For anyone with a naturalistic worldview, the above questions probably seem like fundamentalist drivel. In fact, you may be thinking that I’m about to slip into a rant about the evils of evolution.
Well, I’m not.
This is not to say that I agree with the naturalistic interpretation of the available data. I disagree with the interpretation. Still, the data are the data.
Data versus interpretation: adaptation by genetic variation
Too often the data are taken as the key issue. Some foolish creationists deny adaptation by genetic variation, even as they purchase one of hundreds of varieties of apple from the local farmer’s market and then go home and play with their genetically adapted canine. It is sheer silliness to deny adaptation by genetic variation: the evidence is obvious.
The question is not one of data, but one of context and interpretation. Here’s the deal: if God is real and he is creator, then we cannot understand his creation apart from understanding him. In other words, to interpret the data from a naturalistic perspective eliminates the foundational piece of data: the Creator.
How then should we interpret the data as Christians who are creationists? Here’s a quote from a bit I wrote last year:
God created the initial types and kinds of living things (Gen 1) and the continuing processes of adaptation by genetic variation. I hold that these continuing processes occur within type and kind, rather than between type and kind.
Adaptation as God’s Gift for Human Thriving
Over the centuries of human existence, our species has adapted to the changing environment. This adaptation has to do with human thriving, not merely with human survival. Humans make volitional choices to care for themselves and for those in their family or village. We are not subject to the impersonal forces of nature; we have some control.

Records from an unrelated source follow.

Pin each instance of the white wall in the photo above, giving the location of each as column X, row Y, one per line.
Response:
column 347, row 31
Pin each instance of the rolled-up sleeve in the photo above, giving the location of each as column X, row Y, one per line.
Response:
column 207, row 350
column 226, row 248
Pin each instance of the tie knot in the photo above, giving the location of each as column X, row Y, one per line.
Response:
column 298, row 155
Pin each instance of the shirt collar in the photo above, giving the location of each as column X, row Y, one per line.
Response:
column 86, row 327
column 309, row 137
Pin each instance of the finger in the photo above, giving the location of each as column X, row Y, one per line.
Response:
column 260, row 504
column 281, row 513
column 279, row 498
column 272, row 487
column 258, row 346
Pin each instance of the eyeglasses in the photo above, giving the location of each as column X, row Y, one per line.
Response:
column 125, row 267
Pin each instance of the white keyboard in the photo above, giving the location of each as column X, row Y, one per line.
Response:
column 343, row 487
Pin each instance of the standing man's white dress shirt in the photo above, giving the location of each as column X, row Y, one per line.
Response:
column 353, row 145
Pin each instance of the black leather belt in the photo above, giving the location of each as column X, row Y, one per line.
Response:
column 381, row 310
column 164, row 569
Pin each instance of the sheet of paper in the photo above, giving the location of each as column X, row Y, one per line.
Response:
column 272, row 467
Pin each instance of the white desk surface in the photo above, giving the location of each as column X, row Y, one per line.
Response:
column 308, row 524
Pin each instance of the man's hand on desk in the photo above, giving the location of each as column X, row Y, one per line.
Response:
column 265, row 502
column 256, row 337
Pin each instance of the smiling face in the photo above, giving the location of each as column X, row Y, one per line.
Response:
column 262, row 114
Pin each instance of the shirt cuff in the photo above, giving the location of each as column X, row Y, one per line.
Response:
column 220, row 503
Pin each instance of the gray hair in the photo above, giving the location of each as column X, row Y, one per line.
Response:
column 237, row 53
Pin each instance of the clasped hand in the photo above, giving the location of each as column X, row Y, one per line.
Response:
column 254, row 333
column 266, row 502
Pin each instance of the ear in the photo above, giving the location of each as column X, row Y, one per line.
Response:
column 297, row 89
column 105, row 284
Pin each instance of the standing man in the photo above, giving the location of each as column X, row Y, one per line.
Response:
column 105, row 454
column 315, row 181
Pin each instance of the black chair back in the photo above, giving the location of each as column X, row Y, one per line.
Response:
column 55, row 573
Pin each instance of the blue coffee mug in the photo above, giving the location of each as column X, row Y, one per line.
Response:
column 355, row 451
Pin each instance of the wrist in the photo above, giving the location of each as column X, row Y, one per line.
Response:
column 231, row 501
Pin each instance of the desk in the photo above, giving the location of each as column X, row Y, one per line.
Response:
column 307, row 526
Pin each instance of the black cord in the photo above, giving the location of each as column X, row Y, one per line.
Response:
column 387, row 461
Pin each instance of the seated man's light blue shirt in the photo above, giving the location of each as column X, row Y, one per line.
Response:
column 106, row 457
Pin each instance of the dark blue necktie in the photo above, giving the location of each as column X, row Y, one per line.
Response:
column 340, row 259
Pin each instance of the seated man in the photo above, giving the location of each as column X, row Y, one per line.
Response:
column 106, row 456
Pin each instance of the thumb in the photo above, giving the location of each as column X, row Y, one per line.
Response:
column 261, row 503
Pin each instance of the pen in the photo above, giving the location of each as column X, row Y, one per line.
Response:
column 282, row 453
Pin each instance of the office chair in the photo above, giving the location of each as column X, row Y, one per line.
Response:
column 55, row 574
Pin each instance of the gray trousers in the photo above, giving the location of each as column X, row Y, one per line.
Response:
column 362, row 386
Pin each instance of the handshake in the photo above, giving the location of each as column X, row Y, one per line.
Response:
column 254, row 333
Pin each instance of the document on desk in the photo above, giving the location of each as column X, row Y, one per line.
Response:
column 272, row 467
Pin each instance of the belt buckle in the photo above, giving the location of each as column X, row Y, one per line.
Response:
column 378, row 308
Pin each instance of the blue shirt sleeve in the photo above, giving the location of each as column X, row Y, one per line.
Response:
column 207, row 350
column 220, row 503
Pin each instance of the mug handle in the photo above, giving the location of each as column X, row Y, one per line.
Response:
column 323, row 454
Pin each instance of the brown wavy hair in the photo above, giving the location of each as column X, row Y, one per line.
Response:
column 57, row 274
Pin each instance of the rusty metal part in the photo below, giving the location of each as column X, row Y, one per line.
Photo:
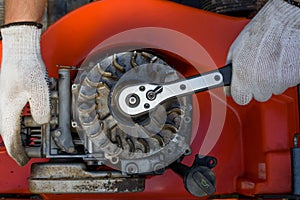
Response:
column 74, row 178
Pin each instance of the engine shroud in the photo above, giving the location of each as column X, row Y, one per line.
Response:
column 132, row 144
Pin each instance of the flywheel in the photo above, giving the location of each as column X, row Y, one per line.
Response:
column 132, row 144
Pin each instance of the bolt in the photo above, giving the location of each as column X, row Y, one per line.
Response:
column 217, row 77
column 142, row 88
column 71, row 149
column 132, row 100
column 182, row 87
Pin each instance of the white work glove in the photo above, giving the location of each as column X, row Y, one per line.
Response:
column 23, row 79
column 266, row 55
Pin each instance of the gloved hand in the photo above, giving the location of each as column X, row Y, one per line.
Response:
column 266, row 55
column 23, row 78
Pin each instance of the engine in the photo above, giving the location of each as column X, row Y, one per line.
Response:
column 92, row 145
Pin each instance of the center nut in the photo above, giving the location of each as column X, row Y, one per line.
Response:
column 132, row 144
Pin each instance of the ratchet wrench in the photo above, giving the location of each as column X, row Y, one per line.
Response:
column 140, row 98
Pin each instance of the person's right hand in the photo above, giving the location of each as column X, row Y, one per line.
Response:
column 266, row 55
column 23, row 79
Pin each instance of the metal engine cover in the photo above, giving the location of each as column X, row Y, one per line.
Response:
column 132, row 144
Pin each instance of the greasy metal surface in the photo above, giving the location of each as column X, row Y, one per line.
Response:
column 140, row 144
column 73, row 178
column 253, row 148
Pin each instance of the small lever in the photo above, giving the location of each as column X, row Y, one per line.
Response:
column 199, row 179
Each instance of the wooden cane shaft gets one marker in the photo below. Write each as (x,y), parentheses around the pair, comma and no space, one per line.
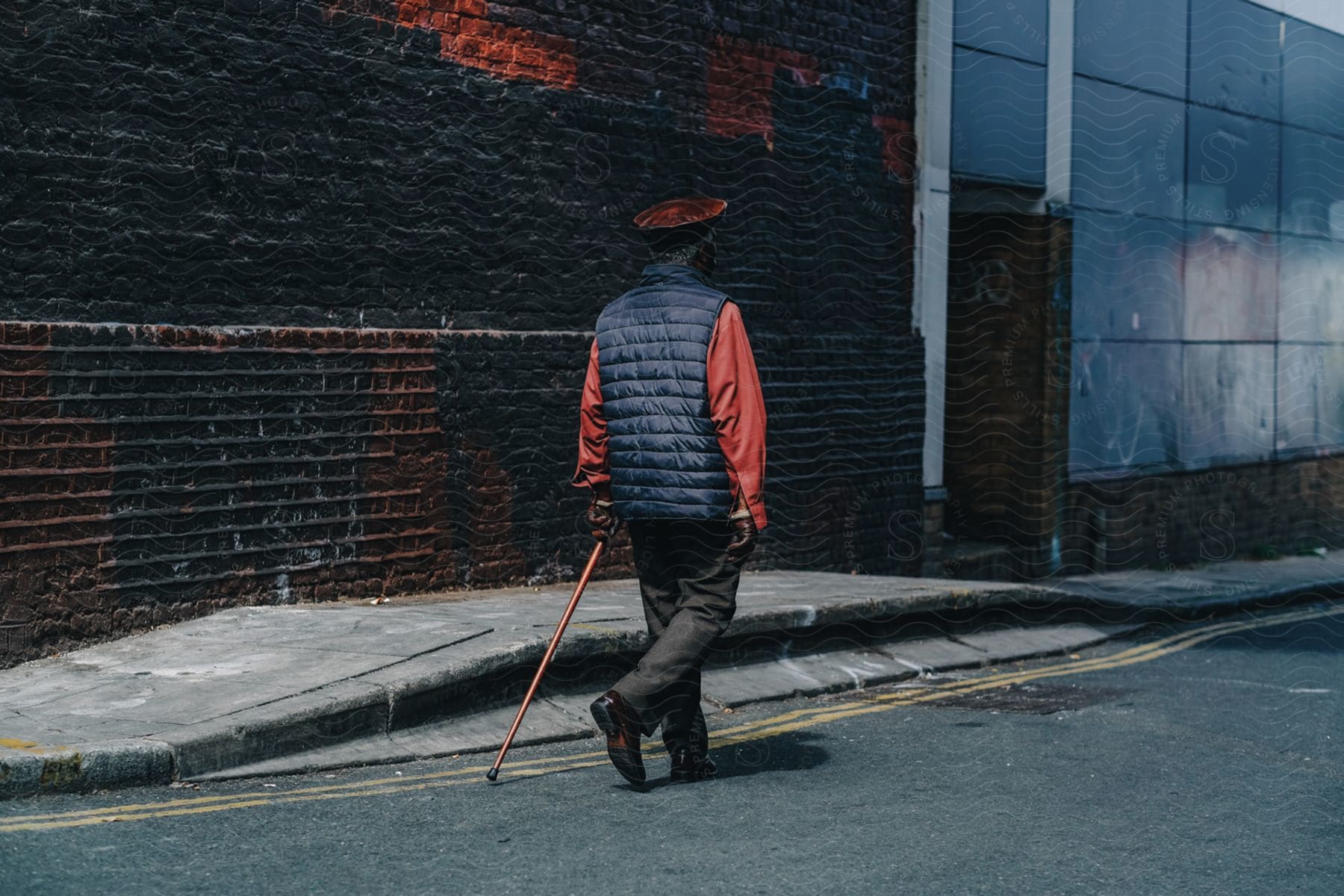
(550,652)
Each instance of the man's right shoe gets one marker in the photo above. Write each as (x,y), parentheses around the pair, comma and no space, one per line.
(621,727)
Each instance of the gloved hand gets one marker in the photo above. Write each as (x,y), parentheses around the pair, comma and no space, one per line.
(744,538)
(601,519)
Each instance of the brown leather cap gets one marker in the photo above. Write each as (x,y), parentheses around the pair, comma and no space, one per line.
(675,213)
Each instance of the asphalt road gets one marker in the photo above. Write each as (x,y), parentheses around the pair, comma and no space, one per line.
(1202,759)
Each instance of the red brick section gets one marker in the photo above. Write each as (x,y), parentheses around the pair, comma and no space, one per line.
(155,473)
(470,38)
(741,87)
(898,147)
(55,485)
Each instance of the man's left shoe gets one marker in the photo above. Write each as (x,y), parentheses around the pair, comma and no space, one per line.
(690,768)
(618,723)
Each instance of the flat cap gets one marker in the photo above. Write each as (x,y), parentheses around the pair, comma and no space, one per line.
(675,213)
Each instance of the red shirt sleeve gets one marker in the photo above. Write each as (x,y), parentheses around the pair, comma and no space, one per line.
(737,408)
(593,464)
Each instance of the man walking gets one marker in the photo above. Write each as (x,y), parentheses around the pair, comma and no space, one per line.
(672,442)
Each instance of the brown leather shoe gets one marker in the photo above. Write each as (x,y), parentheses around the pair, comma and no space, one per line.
(620,724)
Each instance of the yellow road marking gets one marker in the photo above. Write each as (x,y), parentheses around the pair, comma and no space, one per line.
(761,729)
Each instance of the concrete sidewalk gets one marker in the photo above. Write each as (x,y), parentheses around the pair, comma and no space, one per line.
(252,685)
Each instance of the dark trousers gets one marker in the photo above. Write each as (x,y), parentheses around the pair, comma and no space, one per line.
(690,593)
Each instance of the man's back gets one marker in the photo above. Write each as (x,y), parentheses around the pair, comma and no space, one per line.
(652,344)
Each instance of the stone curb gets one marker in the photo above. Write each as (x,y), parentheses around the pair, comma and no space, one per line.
(362,707)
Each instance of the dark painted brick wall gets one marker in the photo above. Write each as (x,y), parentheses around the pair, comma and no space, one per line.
(463,175)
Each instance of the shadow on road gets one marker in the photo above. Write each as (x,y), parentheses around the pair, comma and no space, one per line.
(783,753)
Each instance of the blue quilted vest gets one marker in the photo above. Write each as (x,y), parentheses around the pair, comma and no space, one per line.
(652,343)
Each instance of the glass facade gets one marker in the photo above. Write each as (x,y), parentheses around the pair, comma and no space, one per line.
(1209,235)
(999,92)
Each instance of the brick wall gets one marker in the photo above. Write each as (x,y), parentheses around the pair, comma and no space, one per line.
(302,214)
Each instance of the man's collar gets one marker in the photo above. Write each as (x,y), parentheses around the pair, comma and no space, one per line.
(672,274)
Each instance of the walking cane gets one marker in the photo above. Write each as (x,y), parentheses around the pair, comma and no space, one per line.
(550,652)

We can exercise this control in the decision to work with the way things work (for example, by following a primal lifestyle) or to do what we wish despite how things work (for example, the standard American diet). Our decisions have consequences for our health. If we strive to live according to our divine design and subsequent adaptation, we will be healthier, more God-glorifying persons. If we strive to do as we wish and do not live according to our divine design and subsequent adaptation, we will be increasingly unhealthy and less God-glorifying than we ought to be.
Glorifying God by Living Primal
There are a couple of ways that living primal can glorify God. First, living primal glorifies God by caring for his creation: our bodies. God is pleased when we care for our physical health and the physical health of our loved ones and neighbors.
Second, living primal glorifies God by recognizing him as Lord of the material and immaterial world. If God designed humanity with processes inherent in adaptation by genetic variation, eating and moving according to those processes is part of living according to the will of our Creator.